Auch die FAU war lange davon geprägt und entfaltete ihr syndikalistisches Profil erst allmählich. Einiges ist noch aufzuholen, denn das hinterlassene Erbe ist reichhaltig. Es beinhaltet nicht wenige Überlegungen, die in vielerlei Hinsicht auch den Marxisten das Wasser reichen können, denen ja eine Führungsrolle in Sachen revolutionärer Theorie nachgesagt wird. Der Syndikalismus glänzt dabei vor allem im Bereich der Organisationsfrage und der Revolutionstheorie, wo schon früh Feststellungen kursierten, die sich mit Erkenntnissen aus der modernen Soziologie decken. Man könnte sogar sagen, dass die syndikalistische Gedankenwelt ein originäres Erklärungspotential in sich trägt, das nicht nur zu einem besseren Verständnis über das Scheitern der Arbeiterbewegung im 20. Jahrhundert, sondern über die Abgründe dieser Zeit generell beitragen kann.

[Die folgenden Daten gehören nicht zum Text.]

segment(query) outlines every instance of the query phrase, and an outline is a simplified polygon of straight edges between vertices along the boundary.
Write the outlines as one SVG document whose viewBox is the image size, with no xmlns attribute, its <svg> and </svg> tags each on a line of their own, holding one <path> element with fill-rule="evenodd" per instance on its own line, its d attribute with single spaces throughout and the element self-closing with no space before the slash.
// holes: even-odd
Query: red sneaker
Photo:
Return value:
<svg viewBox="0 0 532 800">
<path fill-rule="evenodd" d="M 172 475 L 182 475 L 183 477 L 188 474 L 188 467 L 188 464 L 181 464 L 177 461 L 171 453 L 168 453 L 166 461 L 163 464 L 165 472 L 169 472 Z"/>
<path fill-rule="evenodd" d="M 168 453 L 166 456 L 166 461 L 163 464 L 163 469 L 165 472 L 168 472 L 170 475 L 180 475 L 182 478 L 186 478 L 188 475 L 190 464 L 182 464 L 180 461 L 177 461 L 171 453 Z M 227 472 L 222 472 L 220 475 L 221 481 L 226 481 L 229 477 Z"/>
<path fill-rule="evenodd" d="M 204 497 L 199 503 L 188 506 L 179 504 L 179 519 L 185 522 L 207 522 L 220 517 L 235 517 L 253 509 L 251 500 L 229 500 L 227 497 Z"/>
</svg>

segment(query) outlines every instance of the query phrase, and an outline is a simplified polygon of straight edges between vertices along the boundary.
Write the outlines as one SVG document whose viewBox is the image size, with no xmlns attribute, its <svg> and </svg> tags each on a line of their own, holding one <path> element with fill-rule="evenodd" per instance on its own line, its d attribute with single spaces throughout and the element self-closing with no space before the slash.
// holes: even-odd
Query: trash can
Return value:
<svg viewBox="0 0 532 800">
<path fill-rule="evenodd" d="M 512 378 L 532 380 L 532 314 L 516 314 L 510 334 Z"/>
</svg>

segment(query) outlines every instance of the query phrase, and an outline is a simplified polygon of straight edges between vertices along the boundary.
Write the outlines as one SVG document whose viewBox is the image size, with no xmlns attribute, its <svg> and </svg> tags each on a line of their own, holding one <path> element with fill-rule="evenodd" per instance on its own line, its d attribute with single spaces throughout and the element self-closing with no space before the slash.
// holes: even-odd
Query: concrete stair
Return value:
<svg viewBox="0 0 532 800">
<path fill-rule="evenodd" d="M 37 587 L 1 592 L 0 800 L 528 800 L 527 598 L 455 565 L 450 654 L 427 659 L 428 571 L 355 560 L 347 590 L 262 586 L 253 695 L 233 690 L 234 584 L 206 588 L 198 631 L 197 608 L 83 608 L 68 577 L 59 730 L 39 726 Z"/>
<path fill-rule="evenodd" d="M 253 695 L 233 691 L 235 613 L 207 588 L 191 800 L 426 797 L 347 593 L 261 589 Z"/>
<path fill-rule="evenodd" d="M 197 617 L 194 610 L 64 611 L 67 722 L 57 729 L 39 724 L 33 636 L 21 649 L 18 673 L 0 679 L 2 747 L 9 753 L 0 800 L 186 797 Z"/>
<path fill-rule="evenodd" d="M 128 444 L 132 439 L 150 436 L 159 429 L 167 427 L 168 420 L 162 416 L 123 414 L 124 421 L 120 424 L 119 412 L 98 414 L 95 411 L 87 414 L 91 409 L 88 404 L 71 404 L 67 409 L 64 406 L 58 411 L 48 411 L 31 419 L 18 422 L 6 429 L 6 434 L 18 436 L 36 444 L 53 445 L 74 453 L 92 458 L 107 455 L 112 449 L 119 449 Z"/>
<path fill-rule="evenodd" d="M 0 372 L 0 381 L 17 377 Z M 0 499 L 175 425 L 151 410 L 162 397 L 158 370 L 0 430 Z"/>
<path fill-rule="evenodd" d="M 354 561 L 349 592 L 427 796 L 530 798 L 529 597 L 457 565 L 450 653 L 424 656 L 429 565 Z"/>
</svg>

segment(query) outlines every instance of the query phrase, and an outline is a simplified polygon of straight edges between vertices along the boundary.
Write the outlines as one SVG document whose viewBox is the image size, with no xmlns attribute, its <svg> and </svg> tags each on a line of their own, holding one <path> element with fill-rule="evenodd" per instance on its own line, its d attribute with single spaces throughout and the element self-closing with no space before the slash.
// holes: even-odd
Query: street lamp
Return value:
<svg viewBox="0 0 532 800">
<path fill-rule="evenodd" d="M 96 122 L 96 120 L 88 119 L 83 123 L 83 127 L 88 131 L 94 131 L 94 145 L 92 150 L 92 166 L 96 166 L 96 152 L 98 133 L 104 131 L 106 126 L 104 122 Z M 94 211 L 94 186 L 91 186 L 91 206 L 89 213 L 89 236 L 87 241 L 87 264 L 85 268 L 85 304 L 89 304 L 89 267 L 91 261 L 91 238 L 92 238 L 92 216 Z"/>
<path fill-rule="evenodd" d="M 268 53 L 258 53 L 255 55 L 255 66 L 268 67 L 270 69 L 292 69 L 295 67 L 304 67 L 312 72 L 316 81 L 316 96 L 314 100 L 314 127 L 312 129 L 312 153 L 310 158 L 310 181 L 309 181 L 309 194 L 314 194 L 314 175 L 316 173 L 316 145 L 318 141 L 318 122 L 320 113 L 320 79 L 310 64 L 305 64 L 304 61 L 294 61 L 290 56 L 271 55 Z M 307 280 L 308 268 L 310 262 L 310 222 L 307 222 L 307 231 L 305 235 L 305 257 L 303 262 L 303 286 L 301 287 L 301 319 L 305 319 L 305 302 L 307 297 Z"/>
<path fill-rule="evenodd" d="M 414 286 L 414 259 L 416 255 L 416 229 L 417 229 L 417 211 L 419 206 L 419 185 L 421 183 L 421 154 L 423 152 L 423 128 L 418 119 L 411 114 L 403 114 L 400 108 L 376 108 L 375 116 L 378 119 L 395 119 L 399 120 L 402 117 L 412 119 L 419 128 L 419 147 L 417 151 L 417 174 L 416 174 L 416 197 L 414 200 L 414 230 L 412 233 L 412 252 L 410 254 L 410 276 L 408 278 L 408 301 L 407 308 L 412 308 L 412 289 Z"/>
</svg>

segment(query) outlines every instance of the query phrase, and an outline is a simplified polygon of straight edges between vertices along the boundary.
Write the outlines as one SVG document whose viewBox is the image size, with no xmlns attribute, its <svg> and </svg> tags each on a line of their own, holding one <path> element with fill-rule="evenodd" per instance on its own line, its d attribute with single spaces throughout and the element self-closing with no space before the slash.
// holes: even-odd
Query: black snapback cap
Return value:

Sicher, der Syndikalismus war ursprünglich weniger ein Projekt, das aus der Theorie erwachsen ist. In einer Art Reflexion seines Erfolges, der gewissermaßen „das Resultat einer langen Praxis [war], die durch die Verhältnisse geschaffen wurde“ (V. Griffuelhes), entwickelte sich jedoch ein theoretisches Grundgerüst, in dem die wesentlichen Grundsätze und die Wirkmechanismen des Syndikalismus definiert wurden.[1]Zur syndikalistischen Theoriebildung, siehe Oostinga, „Wir kriegen nur, wofür wir kämpfen!“, in: Degen & Knoblauch (Hg.), Anarchismus 2.0, Stuttgart 2009. Daraus sind auch die Zitate franz. Syndikalisten entnommen. Geschah dies mitunter auch unzureichend, so bleibt der eigentliche Kern seiner Ideen davon unberührt. Sein Niedergang und seine lange Marginalität mögen es erschweren, das Interesse auf ihn zu lenken; als „historischer Verlierer“ ist sein Gehalt aber nicht unbedingt falsch.[2]Wie es so schön heißt: „Die Idee war gut, doch die Welt noch nicht bereit.“
Olle Kammellen frisch serviert – der Marxismus-Disput als Strukturfrage
Für viele leidig, aber unumgänglich: Die syndikalistische Konzeption lässt sich am besten verstehen, wenn man sie in den Kontrast zu anderen Konzepten revolutionärer Emanzipation stellt, insbes. zum politischen Marxismus.[3]Hier muss klar betont werden: Zu Marx´ Theorie steht der Synd. nicht unbedingt im Widerspruch, sehr wohl aber zum (polit.) Marxismus. Denn der Syndikalismus, dessen Grundlagen sich im Rahmen der Ersten Internationale herausbildeten, verstand sich von Anfang als Gegenentwurf zum Organisations- und Revolutionsmodell des Marxismus. Wesentlich beeinflusst durch die anarchistische Tradition der frühen Arbeiterbewegung, von französischen Syndikalisten wie Émile Pouget als eigenständiges Konzept theoretisch umrissen und im frühen 20. Jahrhundert international zu seinem Höhepunkt gelangt, behielt er trotz aller Radikalität (oder besser: gerade deswegen) eine starke Ablehnung gegen die marxistischen Organisationen – zunächst die der Sozialdemokratie, später auch die der Kommunisten – bei. Zugrunde lag dem die Annahme, dass bestimmte Organisationsformen und Methoden nicht für emanzipatorische Prozesse geeignet seien, da sich aus ihren Grundkonfigurationen Eigendynamiken entwickeln, deren tatsächliche Effekte selbst den ehrbarsten Zielen zuwiderlaufen. Mit der Behandlung dieser Struktur- und Methodenfrage antizipierten Anarchisten/Syndikalisten gewissermaßen die spätere Organisationssoziologie, wie sie z.B. von dem Politologen Robert Michels entwickelt wurde.[4]Vgl. Michels, Zur Soziologie des Parteiwesens in der modernen Demokratie, Leipzig 1911. Die Person Michels ist wegen seines späteren Werdegangs als ital. Faschist selbstredend mit Vorsicht zu genießen.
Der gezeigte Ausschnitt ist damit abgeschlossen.